Updated by okurz over 7 years ago
The worker malbec:1 after restart is still not picking up jobs. But there are scheduled jobs that should match this worker class which are not "assigned". I see on osd that the journal of openqa-websockets includes a whole bunch of template error messages (why should a websockets server try to render template files?). After about 10 minutes now malbec:1 took one job and immediately incompleted it, no autoinst-log.txt uploaded. Worker log:
Aug 19 10:45:19 malbec worker[63447]: [INFO] 64550: WORKING 1120781
Aug 19 10:45:21 malbec worker[63447]: [DEBUG] Sending IMMEDIATELY worker status to openqa.suse.de
Aug 19 10:45:21 malbec worker[63447]: [DEBUG] Sending worker status to openqa.suse.de
Aug 19 10:47:28 malbec worker[63447]: [ERROR] unable to connect to host yast-openqa.suse.cz, retry in 10s
Aug 19 10:47:29 malbec worker[63447]: [ERROR] 400 response: Bad Request (remaining tries: 2)
Aug 19 10:47:34 malbec worker[63447]: [ERROR] 400 response: Bad Request (remaining tries: 1)

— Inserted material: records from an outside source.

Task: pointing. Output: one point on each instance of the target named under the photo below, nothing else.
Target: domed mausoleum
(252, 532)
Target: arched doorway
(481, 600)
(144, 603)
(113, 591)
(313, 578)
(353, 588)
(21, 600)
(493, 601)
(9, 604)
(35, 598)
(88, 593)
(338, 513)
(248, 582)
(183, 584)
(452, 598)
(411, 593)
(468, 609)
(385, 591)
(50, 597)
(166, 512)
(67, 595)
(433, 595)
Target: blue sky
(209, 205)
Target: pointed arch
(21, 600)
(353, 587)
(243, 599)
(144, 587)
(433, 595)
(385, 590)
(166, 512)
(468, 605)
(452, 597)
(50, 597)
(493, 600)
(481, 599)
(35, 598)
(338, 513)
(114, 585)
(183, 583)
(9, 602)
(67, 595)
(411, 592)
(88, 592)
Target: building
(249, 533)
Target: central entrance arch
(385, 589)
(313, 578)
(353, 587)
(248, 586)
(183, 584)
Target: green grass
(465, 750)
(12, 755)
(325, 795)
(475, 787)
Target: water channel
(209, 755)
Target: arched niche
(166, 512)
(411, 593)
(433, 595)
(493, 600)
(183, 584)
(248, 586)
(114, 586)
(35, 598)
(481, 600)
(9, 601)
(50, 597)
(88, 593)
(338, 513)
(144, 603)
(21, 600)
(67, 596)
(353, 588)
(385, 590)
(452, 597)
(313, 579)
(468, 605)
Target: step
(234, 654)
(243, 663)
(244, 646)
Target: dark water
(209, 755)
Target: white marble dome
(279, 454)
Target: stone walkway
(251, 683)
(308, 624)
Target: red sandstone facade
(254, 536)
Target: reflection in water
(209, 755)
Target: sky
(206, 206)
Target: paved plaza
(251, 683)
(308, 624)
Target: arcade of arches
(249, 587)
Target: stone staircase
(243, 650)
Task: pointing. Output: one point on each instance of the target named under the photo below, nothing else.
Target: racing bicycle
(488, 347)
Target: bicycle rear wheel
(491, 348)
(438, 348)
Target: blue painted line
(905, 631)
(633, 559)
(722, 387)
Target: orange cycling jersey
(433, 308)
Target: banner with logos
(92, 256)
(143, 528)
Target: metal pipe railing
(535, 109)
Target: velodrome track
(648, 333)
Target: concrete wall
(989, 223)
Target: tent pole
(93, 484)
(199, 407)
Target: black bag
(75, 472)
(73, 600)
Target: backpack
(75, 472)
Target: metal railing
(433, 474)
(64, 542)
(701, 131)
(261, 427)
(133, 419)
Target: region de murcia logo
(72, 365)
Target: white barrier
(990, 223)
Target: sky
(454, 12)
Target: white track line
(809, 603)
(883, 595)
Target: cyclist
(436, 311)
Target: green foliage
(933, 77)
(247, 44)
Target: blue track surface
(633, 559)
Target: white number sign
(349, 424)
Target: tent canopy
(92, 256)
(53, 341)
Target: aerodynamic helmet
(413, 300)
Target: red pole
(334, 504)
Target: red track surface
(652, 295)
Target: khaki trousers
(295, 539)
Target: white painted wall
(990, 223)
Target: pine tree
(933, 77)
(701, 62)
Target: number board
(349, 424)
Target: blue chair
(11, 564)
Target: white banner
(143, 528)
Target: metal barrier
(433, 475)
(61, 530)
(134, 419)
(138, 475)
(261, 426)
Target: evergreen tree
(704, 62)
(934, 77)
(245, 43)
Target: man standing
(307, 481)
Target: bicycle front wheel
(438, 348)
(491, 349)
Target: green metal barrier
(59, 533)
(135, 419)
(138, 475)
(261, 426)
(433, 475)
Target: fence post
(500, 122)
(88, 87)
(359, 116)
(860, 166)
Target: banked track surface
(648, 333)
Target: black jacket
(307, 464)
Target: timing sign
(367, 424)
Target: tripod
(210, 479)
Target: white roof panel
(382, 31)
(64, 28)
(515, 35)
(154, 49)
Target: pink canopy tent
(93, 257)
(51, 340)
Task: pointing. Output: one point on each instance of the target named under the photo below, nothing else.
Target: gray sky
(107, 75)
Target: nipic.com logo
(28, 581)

not convincing. As we apparently do not have a ticket for the fact that currently our SLE ppc64le workers do not seem to be able to even properly start any job I will create another ticket. There is probably something else even more serious happening there -> #23476
Updated by okurz over 7 years ago
- Related to action #23476: Workers cannot share webUI with different versions. Was: SLE ppc64le workers incomplete immediately after starting jobs, no autoinst-log.txt uploaded. added
Updated by EDiGiacinto over 7 years ago
- Status changed from In Progress to Resolved
The problem is in the configuration, two different versions of WebUI can't share the same worker as we changed quite lot of things meanwhile. Closing this since it's not regarding scheduling anymore.